Nme2, one of the NDPK genes, has been associated with cardiovascular functions. Nme2 gene is known to form a complex with the beta subunit of the heterotrimetric G protein in heart cells and regulates the contractility of heart. There are two functions of Nme2 that allow for such regulation; one is the histidine kinase activity, which is the phosphorylation of the channels to regulate what goes through and the other is a scaffold function of the formation of caveolae. The depletion of Nme2/caveolin interaction exhibited a decreased rate of cardiac contractility.[18] Furthermore, more studies with zebra fish revealed that the NDPK depletion has a detrimental effect on heart functioning.[19]

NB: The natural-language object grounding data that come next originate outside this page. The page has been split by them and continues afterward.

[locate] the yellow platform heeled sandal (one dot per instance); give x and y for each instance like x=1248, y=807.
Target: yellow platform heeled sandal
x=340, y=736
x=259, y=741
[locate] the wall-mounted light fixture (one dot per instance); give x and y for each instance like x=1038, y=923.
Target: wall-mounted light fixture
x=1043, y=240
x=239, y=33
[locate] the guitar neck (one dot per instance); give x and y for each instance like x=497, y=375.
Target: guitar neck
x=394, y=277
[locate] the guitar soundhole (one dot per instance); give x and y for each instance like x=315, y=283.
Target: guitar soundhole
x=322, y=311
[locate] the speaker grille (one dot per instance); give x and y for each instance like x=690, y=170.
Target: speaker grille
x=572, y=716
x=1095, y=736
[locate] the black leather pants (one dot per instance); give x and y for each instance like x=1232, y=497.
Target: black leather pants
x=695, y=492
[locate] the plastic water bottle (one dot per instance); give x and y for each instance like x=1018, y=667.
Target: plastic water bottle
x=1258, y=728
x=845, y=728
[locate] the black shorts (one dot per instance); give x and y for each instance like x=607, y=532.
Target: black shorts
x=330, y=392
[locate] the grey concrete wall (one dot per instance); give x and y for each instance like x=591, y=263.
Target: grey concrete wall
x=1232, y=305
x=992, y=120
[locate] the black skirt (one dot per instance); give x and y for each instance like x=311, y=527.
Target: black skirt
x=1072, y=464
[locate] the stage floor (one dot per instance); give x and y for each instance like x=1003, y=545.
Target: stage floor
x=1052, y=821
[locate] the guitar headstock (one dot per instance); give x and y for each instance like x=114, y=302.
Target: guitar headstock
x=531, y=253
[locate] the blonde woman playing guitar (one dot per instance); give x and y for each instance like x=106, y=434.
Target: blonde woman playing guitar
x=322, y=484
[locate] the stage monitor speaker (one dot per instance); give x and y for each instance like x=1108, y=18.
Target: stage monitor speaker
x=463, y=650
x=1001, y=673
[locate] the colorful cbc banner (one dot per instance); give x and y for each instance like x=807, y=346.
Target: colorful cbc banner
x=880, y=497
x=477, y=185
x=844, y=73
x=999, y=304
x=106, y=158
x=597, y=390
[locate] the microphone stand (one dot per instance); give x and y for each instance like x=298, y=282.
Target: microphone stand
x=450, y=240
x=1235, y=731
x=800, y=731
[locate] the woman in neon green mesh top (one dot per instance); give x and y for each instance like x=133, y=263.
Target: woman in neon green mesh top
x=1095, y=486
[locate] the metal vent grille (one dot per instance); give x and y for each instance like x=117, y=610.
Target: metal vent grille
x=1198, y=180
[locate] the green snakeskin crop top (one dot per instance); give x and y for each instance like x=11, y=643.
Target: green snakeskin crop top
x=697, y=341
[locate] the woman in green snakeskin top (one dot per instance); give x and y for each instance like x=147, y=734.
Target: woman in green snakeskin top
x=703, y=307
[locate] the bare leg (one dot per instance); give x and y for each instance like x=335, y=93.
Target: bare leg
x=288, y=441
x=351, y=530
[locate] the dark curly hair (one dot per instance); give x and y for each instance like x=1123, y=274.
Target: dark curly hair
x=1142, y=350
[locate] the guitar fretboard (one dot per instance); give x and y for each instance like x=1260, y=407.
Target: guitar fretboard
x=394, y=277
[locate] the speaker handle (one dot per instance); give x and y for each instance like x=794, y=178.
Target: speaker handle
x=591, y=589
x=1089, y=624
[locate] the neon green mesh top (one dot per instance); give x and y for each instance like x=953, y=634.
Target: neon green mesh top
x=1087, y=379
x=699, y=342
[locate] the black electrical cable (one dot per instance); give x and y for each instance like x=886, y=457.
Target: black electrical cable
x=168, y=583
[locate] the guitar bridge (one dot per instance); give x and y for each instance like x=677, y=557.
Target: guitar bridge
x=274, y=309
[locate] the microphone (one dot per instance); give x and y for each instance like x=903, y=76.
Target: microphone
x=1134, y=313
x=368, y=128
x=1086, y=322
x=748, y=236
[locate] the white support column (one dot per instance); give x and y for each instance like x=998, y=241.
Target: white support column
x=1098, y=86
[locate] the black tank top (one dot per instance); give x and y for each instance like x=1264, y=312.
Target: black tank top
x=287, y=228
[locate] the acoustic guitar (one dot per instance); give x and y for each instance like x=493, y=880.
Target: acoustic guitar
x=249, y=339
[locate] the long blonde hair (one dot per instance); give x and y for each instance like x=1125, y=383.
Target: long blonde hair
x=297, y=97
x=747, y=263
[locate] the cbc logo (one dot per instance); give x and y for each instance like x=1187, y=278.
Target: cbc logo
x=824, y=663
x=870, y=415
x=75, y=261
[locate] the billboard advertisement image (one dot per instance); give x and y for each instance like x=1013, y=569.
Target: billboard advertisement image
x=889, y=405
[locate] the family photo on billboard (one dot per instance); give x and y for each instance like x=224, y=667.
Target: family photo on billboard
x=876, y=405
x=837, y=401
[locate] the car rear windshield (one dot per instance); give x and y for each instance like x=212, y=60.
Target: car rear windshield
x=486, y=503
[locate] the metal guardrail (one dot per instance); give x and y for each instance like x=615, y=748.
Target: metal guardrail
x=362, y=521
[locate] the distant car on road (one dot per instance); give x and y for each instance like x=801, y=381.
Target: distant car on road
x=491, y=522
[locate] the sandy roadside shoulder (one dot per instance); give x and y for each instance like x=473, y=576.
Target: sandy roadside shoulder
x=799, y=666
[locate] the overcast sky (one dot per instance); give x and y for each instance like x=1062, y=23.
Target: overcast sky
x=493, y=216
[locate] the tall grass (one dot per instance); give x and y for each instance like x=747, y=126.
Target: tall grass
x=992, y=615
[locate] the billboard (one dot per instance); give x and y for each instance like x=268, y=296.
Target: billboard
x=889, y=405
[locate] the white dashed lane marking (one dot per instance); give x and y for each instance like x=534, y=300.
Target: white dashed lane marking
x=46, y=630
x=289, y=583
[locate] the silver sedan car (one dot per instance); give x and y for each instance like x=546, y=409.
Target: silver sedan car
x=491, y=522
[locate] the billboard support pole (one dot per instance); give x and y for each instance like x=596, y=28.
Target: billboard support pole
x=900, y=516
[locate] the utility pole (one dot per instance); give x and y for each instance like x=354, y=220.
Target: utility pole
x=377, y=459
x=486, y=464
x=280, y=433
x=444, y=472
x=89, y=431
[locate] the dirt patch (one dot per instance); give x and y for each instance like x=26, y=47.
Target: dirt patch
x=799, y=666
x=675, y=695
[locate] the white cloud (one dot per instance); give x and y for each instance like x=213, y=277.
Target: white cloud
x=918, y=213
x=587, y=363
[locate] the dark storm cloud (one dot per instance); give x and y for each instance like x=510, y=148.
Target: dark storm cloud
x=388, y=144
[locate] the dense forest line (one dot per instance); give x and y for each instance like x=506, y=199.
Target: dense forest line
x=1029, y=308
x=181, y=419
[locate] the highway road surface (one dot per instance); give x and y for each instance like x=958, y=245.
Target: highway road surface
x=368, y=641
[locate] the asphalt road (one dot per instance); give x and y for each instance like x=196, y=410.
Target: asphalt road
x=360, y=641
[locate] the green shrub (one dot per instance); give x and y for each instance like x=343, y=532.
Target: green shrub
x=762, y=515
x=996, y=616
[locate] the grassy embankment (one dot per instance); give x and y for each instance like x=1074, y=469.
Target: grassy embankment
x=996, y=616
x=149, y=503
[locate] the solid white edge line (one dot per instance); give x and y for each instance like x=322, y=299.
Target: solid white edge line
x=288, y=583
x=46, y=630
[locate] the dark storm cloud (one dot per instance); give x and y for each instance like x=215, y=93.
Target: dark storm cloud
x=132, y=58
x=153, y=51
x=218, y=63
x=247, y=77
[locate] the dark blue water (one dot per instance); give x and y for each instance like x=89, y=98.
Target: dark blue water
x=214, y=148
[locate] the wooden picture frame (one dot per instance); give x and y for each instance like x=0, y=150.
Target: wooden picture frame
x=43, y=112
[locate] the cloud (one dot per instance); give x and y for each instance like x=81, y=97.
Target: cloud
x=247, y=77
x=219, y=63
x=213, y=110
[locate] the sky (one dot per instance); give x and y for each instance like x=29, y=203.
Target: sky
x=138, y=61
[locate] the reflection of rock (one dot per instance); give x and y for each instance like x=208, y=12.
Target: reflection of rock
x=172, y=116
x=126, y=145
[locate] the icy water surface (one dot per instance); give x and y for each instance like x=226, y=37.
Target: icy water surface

There was a lot of debate on whether NM23 gene is responsible for suppressing or activating metastasis. The two contradicting sides on this subject remained ambiguous and undefined throughout the course of NDPK studies. However, recent experiments began to show evidence for NM23 being a suppressor of metastasis. Nme2 was tagged as an anti-metastasis gene, using the tissue chip technology and immunohistochemistry. When Nme2 gene products were over-produced in gastric cancer cells, there was a decrease in proliferation, migration, and invasion of such cancer cells. The cell cultures revealed that Nme2 impacts gastric cancer cells, but the question still remains about what regulates Nme2 activities among various cancer types.[20] Nme1 was found in great number in poorly metastatic sublines of melanoma cells. Also, the transfection of Nme1 into a highly metastatic melanoma line significantly reduced metastasis. This theory has been tested with mice as well; the Nme1-deficient mice formed greater lung metastases than wild type mice, showing that this gene has suppressing activity. Invasion of cancer occurs due to changes in cell adhesion and it is caused by gene expression changes in the epithelial-mesenchymal transition (EMT). Surprisingly, there are many adhesion molecules, motility factors, signaling pathways, proteolytic events, EMT hallmarks, and other transcriptional programs that have been linked to the Nme1 proteins. These proteins go about interrupting metastasis by binding metastasis-promoting proteins. The Nme1 proteins bind to viral proteins, oncogenes, and other metastasis-promoting factors. The binding may be indirect by using the signaling complex.[20]